Have you ever tossed a pebble into a pond and watched the splash and ensuing ripples on the surface of the water? If you have, you know that you can make the splash larger (or smaller) with the size of the stone and the force with which you throw it. When you throw the stone into a pond on a cloudless day when the wind is still and the sun is hot, you can see the impact and hear it very clearly. You watch the stone fly through the air and then you get a “splat” or “plop. ”Whether you throw the big rock or the small pebble, both create ripples that spread across the surface … they start small and expand out, and out, and out.
On days where there is wind, rain, clouds, and storms, the water is churned by all these factors, but throwing the pebble still creates those ripples; they just may be harder to identify. You may not hear the stone hit the water, or the ripples may be challenged by the wind. They may not go as far or be as pronounced as when you have a clear, calm, and “perfect” day, but the ripples still have an impact.
As Christians we are to be that pebble tossed into the waters of life. We will rarely have a “perfect” day when every condition is right for us to witness to those around us. We will likely have days that are always subject to some sort of “storm” or “turbulence.” Yet like the pebble tossed into the pond, whether our impact is small and quiet with small ripples spreading out from us or if we can have a big impact and create huge ripples out from our efforts, we still need to toss ourselves into the pond of life. We need to have an impact each and every day through the way we live our lives, take opportunities to share our faith with others, and through our prayers for those we love and those we need to learn to love, especially our enemies.
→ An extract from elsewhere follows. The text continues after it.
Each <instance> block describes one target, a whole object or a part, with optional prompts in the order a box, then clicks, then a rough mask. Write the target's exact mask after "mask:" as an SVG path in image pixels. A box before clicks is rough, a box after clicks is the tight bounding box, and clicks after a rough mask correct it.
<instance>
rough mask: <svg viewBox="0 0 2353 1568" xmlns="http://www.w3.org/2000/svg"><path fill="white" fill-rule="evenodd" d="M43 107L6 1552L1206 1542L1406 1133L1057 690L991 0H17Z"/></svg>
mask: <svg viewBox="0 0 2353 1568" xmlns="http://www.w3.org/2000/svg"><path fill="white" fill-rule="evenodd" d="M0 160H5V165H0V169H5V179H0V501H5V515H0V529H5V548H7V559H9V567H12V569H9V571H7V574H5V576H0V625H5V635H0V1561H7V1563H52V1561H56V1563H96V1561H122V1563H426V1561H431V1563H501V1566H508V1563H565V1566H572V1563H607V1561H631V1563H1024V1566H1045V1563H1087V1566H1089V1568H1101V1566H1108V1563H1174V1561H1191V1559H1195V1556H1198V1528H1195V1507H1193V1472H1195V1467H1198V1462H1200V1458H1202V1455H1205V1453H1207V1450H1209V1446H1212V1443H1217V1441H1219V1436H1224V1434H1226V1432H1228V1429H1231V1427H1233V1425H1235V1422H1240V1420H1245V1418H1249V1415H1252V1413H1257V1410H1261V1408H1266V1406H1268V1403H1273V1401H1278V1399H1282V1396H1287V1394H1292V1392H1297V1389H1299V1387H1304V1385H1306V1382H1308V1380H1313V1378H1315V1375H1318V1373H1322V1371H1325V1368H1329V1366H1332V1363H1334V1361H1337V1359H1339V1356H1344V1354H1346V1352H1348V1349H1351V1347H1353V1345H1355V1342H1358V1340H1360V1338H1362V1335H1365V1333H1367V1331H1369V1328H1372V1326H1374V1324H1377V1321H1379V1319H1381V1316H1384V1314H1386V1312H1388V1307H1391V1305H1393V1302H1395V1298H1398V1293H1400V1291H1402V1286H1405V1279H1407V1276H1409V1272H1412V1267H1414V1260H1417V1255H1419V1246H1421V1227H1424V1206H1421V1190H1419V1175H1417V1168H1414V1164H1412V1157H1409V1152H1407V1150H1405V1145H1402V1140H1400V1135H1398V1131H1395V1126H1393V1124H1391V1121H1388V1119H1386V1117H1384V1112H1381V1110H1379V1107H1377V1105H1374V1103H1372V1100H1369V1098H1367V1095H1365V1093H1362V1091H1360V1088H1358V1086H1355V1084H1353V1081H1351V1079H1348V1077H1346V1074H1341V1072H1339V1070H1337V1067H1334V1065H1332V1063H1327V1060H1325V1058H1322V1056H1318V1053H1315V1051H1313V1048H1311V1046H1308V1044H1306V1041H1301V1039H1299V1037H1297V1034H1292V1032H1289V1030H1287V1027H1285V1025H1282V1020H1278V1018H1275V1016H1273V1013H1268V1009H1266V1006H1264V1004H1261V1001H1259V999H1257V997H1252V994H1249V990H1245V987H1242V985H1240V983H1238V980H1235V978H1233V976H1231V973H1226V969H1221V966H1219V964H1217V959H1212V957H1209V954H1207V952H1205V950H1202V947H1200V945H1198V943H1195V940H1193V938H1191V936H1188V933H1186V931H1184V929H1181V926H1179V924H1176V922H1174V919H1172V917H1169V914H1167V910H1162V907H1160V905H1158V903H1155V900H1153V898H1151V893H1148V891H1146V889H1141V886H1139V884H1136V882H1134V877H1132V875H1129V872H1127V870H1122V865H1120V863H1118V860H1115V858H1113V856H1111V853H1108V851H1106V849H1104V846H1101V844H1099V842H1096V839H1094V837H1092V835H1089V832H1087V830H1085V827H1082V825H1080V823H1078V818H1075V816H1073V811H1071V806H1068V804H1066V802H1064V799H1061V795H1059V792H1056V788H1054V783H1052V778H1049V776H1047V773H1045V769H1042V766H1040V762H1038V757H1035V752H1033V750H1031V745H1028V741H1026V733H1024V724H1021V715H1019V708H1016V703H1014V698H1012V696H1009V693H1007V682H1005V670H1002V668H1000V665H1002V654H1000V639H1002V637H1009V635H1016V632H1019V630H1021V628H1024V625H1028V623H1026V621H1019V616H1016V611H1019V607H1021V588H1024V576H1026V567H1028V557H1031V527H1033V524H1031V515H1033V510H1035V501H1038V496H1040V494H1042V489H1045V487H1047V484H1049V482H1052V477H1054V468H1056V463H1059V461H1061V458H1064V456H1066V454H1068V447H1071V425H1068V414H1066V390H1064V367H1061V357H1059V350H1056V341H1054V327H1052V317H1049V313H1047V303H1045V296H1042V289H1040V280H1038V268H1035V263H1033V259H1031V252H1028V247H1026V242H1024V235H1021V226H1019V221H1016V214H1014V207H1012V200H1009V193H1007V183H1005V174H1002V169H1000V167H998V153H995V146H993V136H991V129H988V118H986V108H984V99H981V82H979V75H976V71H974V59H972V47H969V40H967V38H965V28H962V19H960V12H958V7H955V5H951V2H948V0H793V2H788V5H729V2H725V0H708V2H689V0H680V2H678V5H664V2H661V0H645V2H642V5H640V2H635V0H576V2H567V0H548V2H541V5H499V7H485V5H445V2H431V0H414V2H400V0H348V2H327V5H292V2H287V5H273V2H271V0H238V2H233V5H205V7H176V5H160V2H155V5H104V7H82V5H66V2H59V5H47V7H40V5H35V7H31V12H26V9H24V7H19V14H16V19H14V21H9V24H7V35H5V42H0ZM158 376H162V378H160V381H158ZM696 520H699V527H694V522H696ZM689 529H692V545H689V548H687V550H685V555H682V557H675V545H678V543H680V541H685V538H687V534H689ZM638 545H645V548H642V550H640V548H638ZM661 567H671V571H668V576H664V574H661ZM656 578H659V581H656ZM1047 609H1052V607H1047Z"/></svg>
Our prayers can be great “pebbles” in the pond, too, so try this tip for getting past prayer barriers: Keep a prayer journal in which you list all the people, organizations, and other things you are praying for. Personally I head to that list daily for help in keeping my prayers focused and following Jesus’ guidance. On those stormy days I find I add even more names to the list: the troublesome neighbor, the cranky client, the unethical service provider, the challenging colleague … you get the picture. The rougher the day, the more I need to pray for strength to love, forgive, accept, and persevere.
Have you prayed today? Have you prayed for those who need it the most?